Je travaillais d’arrache-pied des jours durant, ne lâchant pas mon sujet jusqu’à ce que je me trouve face à Matteo. Je ne l’avais que très peu vu depuis le premier jour. Très occupé par la réfection presque achevée de la piscine et le jardin, je ne faisais guère que l’apercevoir. Le voir donc s’avancer une après-midi dans un des petits salons où je m’étais réfugiée pour écrire, je me sentis sur mes gardes et en même temps contente de sa présence virile.

-Vous faites quoi ?

-J’essaie d'écrire un roman sur la guerre d’Algérie mais c’est très complexe…

-La guerre ou le roman ?

-Les deux. En fait, je crois qu’il y aura trois récits distincts et je…

-Vous comptez faire ça cet été ?

-Oui. Madame Larroque-Daubigny est très encourageante. Elle pense que je pourrai mener cette tâche à bien ici…

Il parut perplexe.

-Remarquez, oui, ça peut la concerner. A ce que j’ai compris, c’est une pied-noir. Sa famille avait des terres là-bas et des maisons à Oran, vous voyez le genre…

-Pas vraiment.

-D’accord, je suis clair : que vous écriviez sur l’Algérie à cette période-là, ça peut lui plaire sauf si votre « Jean » tombe amoureux d’une « Djamila ». C’était une Arabe quand même. Vous voyez ?

-Toujours pas.

-C’est ça ! Expliquez-lui en détail ce que vous écrivez et là, vous verrez…Oh et puis non ! De toute façon, dans quelques jours, vous n’aurez plus le temps de vous retourner ! Et aujourd’hui déjà, des ouvriers exécuteront quelques travaux à l’intérieur. Vous ne le saviez  pas…

-Je pensais que tout était terminé.

-Non, pas tout.

-Et vous serez là ? L’intérieur n’est pas votre domaine !

-Je m’y connais plutôt bien. Vous seriez surprise. Et de toute façon, il faut que je surveille ce qu’ils font…
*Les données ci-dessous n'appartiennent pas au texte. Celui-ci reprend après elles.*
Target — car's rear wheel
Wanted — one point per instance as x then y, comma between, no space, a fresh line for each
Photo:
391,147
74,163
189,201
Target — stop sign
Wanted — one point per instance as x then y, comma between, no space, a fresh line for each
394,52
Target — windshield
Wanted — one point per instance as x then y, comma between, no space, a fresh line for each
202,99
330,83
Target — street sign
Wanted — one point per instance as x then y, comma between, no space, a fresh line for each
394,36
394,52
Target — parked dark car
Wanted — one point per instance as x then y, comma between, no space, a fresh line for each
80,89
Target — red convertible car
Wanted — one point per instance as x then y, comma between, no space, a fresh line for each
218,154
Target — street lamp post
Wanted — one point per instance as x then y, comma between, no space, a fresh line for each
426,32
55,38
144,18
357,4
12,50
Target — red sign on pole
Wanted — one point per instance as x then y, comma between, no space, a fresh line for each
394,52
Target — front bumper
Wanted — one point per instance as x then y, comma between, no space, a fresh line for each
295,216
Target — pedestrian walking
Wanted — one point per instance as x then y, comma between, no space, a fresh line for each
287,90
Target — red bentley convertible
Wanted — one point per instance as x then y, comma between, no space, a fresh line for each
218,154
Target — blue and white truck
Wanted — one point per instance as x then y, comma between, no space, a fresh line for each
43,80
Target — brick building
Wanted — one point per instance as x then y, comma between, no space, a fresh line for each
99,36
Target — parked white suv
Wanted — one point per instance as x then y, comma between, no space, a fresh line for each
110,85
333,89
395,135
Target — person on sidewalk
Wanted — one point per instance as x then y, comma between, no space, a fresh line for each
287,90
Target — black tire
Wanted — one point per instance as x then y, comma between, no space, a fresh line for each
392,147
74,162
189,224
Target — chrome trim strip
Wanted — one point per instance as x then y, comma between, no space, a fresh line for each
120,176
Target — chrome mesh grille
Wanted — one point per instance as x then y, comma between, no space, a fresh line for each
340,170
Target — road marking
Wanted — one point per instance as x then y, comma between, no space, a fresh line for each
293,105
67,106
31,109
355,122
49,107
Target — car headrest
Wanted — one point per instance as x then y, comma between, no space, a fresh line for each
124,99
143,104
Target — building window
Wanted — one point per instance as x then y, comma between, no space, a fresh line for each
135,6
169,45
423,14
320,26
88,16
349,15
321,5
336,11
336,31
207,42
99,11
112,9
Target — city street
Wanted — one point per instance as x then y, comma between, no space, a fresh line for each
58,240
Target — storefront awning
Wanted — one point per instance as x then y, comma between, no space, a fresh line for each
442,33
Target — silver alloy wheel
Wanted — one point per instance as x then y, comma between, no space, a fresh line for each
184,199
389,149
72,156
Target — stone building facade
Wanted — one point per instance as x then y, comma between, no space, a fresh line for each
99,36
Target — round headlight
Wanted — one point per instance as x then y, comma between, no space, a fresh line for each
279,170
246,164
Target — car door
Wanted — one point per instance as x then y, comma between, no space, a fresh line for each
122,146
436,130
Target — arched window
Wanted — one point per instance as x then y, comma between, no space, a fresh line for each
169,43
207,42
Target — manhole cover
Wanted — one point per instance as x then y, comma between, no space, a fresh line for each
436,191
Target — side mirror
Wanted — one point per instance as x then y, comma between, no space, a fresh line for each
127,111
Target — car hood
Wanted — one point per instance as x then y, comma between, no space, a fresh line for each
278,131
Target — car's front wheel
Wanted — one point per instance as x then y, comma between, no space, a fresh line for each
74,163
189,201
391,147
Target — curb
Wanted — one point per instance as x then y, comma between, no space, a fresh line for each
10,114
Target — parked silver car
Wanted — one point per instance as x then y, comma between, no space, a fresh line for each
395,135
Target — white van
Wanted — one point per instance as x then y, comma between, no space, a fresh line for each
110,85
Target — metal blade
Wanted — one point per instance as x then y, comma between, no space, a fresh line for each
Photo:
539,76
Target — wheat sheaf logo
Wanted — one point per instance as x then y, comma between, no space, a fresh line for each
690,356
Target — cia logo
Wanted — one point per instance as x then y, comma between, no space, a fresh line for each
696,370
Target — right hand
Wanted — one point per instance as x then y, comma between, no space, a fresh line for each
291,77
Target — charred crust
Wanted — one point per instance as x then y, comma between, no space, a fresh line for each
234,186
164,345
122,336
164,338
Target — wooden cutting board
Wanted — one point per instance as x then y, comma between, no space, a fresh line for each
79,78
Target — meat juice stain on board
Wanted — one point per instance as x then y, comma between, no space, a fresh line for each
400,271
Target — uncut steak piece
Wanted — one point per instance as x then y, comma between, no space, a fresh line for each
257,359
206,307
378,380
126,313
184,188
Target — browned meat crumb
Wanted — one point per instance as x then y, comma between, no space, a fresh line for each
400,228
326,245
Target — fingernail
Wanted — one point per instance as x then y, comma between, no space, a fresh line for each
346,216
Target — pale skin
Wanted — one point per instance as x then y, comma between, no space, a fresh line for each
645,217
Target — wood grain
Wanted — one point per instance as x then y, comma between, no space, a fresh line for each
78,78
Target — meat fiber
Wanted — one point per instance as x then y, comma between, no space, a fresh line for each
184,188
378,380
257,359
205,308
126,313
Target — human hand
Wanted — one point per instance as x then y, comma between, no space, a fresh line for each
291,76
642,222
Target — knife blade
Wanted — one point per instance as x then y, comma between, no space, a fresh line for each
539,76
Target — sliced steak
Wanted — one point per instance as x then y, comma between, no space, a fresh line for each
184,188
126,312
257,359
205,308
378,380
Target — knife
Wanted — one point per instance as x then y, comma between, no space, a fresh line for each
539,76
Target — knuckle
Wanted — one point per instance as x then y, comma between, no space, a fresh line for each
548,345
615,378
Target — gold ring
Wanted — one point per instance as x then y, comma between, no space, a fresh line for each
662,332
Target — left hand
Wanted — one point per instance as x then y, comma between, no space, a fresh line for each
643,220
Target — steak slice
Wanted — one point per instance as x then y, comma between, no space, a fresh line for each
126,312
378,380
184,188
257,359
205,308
Il m’avait paru très antipathique au départ mais je fus très surprise. Le revoir me rendait très heureuse. Lui, au contraire, paraissait embarrassé. Je l’observai et constatai que je l’avais rarement vu de si près. Petit et massif, il semblait se dresser sur ses ergots comme un petit coq et cette attitude naïvement orgueilleuse n’était pas si déplaisante. Sa tête chevelue était trop grosse pour son corps et le tout paraissait hybride. Malgré cela, je lui trouvai de beaux yeux noirs et brillants, mis en valeur par des sourcils épais qui se rejoignaient presque et une bouche aux lèvres gourmandes. Comme il me quittait en me saluant, il me vint à l’esprit que s’il n’était pas beau du tout, il était plus que sensuel, sexuel. J’en demeurai étrangement troublée et si je ne le revis pas de la journée, je l’entendis monter et descendre les escaliers, parler de manière directive aux ouvriers et passer des coups de fil. Quand tout le monde fut partie, je dînai seule et passai de nouveau une mauvaise nuit.